Any frustrations or anxieties you might be feeling “you can take it out on the clay,” she said. “And you’ll feel much better.”
Houseworth and Mark and Debbie Wenderlich of Canandaigua are veterans of Nelson’s class and have returned for her open studio sessions. The Canandaigua couple took the class over the summer and returned “because it’s fun.”
As Mark Wenderlich threw a lump of clay onto the table with force, his wife settled down at a potter’s wheel and started forming a bowl.
Across the room, Lisa and Pat Genovese, along with Sandy Steigerwald — all of Geneva — were taking the class for the first time and sat at a table together under Nelson’s tutelage.
The prior week the new students made a pinch pot; this week the project at hand was a slab vase or coffee mug. Nelson explained that during the third week students would make a coil piece — thus exposing them to the three mediums of hand building. In the fourth week, students head to the potter’s wheel. Nelson fires the pieces.
The three new students each took a round piece of clay and started flattening them for rolling. Slapping sounds echoed throughout the room as Nelson deemed it was rolling pin time.
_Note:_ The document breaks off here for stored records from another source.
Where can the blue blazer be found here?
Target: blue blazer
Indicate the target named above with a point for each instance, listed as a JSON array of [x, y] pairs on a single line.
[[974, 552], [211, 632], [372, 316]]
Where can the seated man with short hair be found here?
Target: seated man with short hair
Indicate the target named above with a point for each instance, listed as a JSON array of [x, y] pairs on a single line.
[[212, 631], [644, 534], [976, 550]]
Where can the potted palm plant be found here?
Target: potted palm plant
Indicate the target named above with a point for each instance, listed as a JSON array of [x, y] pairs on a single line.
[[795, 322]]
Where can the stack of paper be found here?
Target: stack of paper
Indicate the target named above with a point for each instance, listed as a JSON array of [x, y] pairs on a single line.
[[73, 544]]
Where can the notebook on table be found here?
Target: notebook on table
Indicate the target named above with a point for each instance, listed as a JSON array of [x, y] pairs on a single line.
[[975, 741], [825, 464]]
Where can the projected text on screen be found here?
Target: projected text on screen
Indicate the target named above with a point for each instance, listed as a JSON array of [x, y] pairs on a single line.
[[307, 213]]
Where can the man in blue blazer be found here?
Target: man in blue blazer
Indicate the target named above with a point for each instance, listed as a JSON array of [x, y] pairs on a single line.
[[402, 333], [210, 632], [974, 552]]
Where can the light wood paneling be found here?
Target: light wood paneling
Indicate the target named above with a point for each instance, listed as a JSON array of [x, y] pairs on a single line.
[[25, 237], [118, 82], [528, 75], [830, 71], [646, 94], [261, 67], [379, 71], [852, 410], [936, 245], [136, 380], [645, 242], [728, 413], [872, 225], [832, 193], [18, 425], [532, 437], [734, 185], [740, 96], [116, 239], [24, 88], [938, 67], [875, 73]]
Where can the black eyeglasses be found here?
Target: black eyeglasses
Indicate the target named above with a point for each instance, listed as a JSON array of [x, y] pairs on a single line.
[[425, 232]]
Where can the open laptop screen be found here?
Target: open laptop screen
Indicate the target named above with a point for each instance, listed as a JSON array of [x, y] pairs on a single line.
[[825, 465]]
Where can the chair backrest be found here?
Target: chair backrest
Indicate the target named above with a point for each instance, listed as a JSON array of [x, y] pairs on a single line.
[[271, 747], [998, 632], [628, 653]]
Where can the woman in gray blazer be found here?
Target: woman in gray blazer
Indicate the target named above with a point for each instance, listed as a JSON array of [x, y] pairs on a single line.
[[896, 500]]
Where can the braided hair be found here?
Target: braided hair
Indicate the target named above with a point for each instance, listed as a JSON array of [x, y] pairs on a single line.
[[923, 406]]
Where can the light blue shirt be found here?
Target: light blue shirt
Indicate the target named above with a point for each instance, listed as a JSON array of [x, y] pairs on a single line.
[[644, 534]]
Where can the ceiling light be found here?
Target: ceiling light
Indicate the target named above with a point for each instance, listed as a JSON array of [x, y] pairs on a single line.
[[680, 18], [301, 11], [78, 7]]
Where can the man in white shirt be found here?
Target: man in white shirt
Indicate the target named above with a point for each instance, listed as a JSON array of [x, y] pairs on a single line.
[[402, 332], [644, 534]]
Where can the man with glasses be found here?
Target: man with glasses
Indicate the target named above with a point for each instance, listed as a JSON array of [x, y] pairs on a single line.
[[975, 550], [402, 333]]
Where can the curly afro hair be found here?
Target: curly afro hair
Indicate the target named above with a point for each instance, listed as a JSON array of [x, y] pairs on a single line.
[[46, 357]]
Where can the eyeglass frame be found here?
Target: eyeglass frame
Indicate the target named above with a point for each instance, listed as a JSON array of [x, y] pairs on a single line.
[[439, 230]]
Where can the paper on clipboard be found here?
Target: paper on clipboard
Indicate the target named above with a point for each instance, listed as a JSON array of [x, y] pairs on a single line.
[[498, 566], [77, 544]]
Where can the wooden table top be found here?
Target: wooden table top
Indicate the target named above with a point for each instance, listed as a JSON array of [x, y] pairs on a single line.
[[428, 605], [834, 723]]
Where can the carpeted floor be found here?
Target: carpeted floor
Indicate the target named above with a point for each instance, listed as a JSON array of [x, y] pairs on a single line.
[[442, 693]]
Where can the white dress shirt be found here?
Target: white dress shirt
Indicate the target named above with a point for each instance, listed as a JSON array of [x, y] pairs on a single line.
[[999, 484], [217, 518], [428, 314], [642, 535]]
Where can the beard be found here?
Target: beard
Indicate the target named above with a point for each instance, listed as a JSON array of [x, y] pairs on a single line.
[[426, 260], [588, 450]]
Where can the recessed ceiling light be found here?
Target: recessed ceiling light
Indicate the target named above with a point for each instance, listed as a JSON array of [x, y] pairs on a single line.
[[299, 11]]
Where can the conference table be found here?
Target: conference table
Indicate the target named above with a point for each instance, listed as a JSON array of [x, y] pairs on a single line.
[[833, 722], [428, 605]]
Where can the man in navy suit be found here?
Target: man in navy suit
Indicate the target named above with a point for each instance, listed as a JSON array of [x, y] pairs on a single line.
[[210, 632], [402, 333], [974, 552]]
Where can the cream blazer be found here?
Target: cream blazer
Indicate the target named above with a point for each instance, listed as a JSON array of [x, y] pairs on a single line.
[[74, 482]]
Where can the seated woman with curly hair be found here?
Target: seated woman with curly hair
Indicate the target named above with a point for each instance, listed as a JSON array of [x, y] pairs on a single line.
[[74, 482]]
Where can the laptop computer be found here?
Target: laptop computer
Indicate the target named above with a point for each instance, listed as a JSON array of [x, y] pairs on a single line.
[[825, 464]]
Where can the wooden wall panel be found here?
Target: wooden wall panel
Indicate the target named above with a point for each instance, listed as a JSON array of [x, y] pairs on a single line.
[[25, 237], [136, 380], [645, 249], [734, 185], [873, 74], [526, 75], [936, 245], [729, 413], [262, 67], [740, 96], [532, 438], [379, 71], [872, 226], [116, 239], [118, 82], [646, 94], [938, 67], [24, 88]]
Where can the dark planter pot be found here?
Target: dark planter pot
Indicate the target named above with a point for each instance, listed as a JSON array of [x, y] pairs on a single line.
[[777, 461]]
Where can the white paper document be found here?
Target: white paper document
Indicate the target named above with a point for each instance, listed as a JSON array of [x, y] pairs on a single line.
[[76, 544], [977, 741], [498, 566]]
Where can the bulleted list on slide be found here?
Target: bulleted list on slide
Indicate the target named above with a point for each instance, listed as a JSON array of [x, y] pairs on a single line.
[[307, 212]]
She encouraged the students to consider using a textured rolling pin for aesthetic effect and demonstrated how to roll, “like anyone would their Christmas cookies.”
She noted even burlap pieces or other fabrics could be used to create a textured effect.
“I’ve had a friend bring in lace from her grandmother and a doily,” she said.
Students are required to buy a basic tool pouch for about $8. After rolling out their clay and cutting it into a rectangle they started using a needle tool to make a beveled edge — necessary for attaching the two edges of the rectangle together to make a cylinder.
“So when you put the two edges together they join up without a bump,” Nelson explained.
She then explained how to score the edges and apply what is called “slip” — in reality wet clay — which acts as glue.
It’s a cardinal rule of ceramics, apparently.
“Whenever two pieces of clay meet, it’s slip and score, slip and score,” Nelson repeated.
Her students listened as they worked, occasionally chatting or asking a quick question.
Steigerwald met Nelson at a yoga class and decided to take her class, enlisting her friends the Genoveses to join her. All appeared to be having a good time.
“I love to make things and work with my hands,” Steigerwald said.
Nelson enthusiastically praised their progress.
“These look great,” she said. “I love the sizes and the textures — what fun! And all very unique.”